Ce personnage au départ un peu mystérieux, pouvant être d’abord assimilé à une fonction scénaristique, se révélera au final animé par une passion personnelle, un passé propre, mais est aussi lié à un objet à la fois mystique et révélateur : son appareil photo Polaroïd. Cet appareil, cette « caméra », joue – autant que le personnage auquel il est assigné – un rôle de lien entre les personnages, puisque c’est lui qui fait rebondir les situations. C’est par photo, par image interposée, que les personnages de Manhee, Yanghye et So Wansoo réalisent quelque chose sur la personne photographiée, que les sentiments et les situations changent. Et la photo est aussi un prétexte pour le personnage de Claire (Isabelle Huppert), ainsi que pour Hong Sang-soo, d’exprimer un ressenti très personnel sur le vécu et les souvenirs.

Claire, dans un dialogue vers la fin du film, explique pourquoi elle prend les choses et les personnes qu’elle croise en photo : parce qu’elle aime s’attarder par après sur ses images, afin de s’imprégner du souvenir de l’instant vécu, ce qui lui permettrait de mieux saisir l’essence même de cet instant.
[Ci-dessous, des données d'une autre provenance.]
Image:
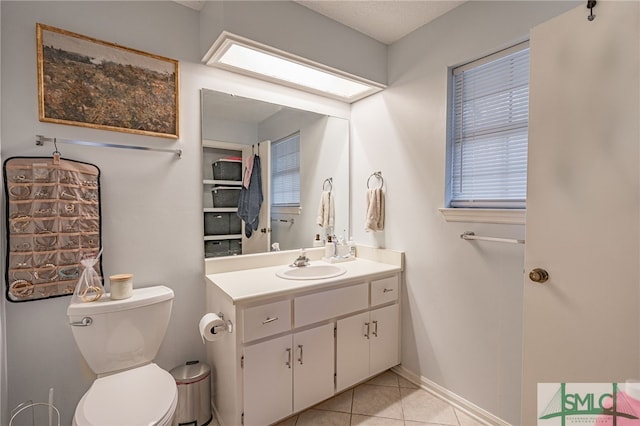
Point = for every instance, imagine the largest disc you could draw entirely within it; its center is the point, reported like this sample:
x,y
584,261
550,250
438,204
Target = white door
x,y
352,350
313,366
384,347
582,205
268,371
260,240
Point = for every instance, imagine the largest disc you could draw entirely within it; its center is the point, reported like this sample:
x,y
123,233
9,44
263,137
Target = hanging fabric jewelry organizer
x,y
53,222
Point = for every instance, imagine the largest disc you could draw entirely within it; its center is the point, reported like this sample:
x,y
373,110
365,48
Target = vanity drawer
x,y
265,320
329,304
384,290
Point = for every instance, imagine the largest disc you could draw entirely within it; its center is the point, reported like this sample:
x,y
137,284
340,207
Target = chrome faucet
x,y
301,261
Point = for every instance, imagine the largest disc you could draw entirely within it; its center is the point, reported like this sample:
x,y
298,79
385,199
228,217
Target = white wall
x,y
463,301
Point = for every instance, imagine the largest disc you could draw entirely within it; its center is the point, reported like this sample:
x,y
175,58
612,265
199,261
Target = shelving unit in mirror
x,y
222,179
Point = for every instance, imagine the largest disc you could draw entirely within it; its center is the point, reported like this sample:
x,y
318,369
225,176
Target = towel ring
x,y
327,181
377,175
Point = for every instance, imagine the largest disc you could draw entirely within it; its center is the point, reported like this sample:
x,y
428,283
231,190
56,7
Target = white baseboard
x,y
458,402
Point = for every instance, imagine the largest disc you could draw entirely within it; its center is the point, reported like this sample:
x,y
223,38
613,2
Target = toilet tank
x,y
125,333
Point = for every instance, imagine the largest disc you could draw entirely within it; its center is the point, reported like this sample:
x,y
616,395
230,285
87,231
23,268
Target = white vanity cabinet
x,y
292,349
366,344
287,374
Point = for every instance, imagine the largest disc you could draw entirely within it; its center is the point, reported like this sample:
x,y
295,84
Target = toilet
x,y
119,340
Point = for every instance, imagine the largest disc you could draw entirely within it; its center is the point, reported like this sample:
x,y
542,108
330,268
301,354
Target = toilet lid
x,y
142,396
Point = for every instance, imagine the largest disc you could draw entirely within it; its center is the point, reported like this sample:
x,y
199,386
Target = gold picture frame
x,y
87,82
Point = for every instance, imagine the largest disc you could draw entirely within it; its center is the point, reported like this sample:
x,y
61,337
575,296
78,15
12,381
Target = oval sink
x,y
312,272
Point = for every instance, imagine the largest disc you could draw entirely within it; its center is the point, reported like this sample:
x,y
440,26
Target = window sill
x,y
498,216
286,210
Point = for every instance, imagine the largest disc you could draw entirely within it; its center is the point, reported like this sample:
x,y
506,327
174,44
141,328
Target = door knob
x,y
538,275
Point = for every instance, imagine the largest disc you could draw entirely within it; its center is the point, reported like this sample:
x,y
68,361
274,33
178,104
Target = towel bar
x,y
472,236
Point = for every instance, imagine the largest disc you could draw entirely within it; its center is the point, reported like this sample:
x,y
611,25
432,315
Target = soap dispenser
x,y
329,248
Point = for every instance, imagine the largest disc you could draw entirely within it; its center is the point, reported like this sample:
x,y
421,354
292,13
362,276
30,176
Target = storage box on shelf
x,y
222,179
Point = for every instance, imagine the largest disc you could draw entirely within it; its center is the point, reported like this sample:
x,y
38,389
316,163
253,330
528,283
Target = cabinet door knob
x,y
538,275
288,363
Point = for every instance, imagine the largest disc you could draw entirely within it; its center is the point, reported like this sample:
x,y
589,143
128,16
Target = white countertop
x,y
254,284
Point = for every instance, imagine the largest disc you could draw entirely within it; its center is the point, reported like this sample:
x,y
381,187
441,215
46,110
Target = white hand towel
x,y
374,220
326,211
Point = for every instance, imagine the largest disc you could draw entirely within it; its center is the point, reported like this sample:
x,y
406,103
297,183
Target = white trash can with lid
x,y
194,394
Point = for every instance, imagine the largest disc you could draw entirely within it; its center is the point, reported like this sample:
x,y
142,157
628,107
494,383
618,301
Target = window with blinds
x,y
489,119
285,171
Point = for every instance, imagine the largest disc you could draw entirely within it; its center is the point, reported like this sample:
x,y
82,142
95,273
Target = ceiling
x,y
384,20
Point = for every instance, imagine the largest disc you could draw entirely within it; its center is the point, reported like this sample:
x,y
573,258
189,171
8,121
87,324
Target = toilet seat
x,y
144,395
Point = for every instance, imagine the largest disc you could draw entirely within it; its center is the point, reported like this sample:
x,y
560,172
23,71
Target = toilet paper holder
x,y
228,326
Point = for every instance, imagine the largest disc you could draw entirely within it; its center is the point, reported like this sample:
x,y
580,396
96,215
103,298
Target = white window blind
x,y
285,171
490,116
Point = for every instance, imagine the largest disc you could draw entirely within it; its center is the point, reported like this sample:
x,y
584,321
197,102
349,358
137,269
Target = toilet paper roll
x,y
212,327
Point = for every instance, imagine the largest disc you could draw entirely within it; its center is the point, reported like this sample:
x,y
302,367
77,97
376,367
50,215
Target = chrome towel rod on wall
x,y
40,140
472,236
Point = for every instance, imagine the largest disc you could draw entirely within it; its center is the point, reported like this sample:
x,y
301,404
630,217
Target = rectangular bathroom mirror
x,y
234,128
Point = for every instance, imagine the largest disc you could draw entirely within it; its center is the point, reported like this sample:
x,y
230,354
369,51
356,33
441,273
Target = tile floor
x,y
385,400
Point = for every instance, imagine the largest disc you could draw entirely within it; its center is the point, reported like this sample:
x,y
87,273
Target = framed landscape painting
x,y
92,83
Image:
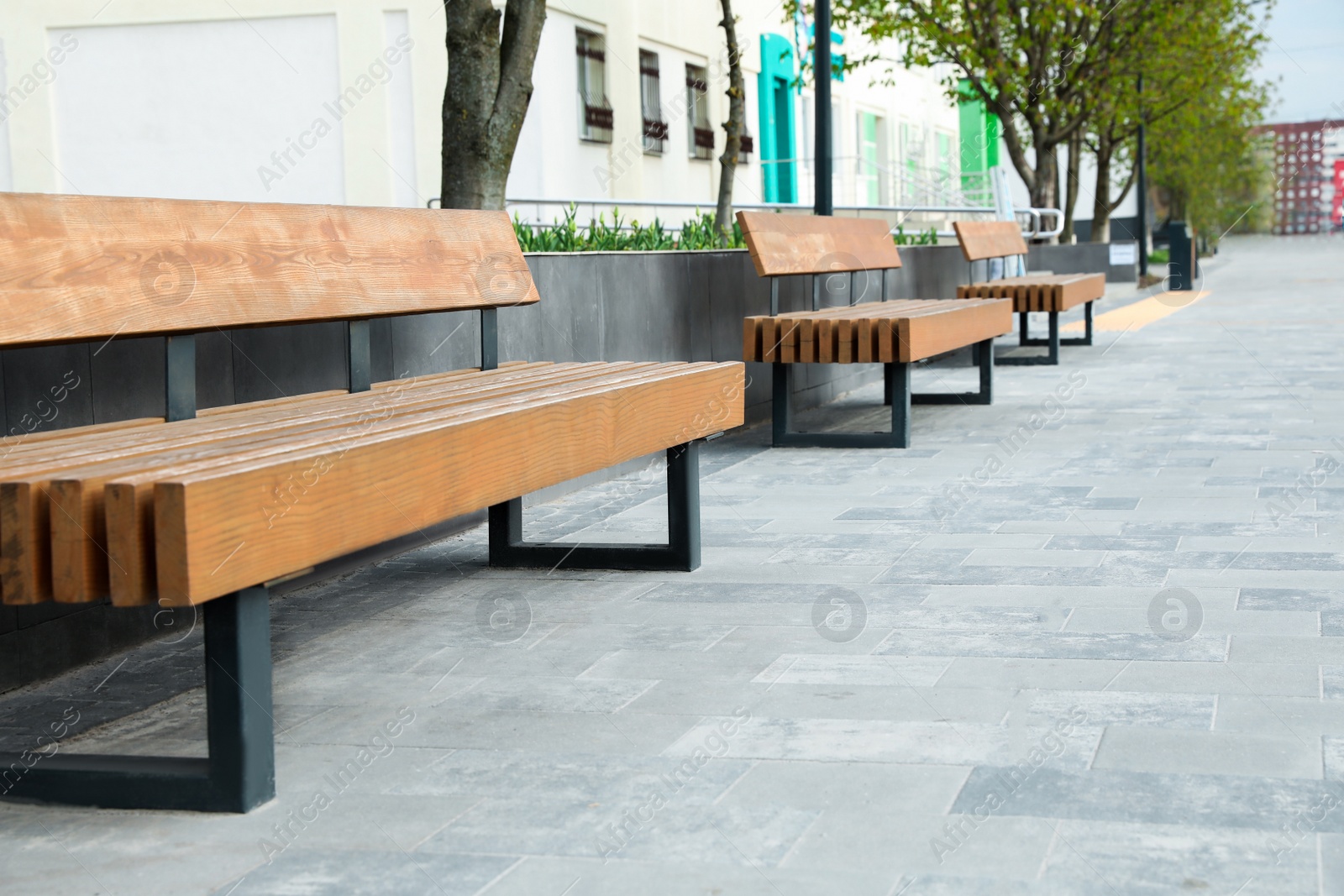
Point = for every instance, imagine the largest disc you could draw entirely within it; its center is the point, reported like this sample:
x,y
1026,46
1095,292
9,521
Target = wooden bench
x,y
207,508
1050,293
894,333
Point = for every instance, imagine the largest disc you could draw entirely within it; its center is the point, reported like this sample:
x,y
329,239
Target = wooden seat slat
x,y
78,537
128,503
1041,291
806,244
981,239
207,543
260,416
870,332
81,268
74,492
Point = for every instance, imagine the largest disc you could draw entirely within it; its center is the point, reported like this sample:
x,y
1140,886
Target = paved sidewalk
x,y
1084,641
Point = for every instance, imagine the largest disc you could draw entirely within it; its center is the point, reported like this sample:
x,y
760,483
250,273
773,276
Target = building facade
x,y
339,101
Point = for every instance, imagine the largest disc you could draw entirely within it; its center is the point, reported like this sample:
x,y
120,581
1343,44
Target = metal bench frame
x,y
897,391
1052,342
239,772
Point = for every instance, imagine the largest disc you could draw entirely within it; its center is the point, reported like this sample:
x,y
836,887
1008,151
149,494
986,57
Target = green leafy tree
x,y
1035,63
490,86
1207,163
1196,65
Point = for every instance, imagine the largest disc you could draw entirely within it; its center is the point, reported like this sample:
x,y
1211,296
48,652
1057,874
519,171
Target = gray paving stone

Ainsi, le souvenir de l’instant deviendrait plus prégnant que l’instant même. Cette idée va à l’encontre de tout un courant de pensée très à la mode et qui se résumerait au fameux « Live the moment » (vivre l’instant présent). On peut y voir une prise de parole voilée de Hong Sang-soo sur la pratique du cinéma, lequel serait alors un prisme à travers lequel peuvent être captés les moments, les souvenirs, quelque chose de la réalité qui nous échappe sur le moment mais peut se révéler à nous une fois transformé par l’image.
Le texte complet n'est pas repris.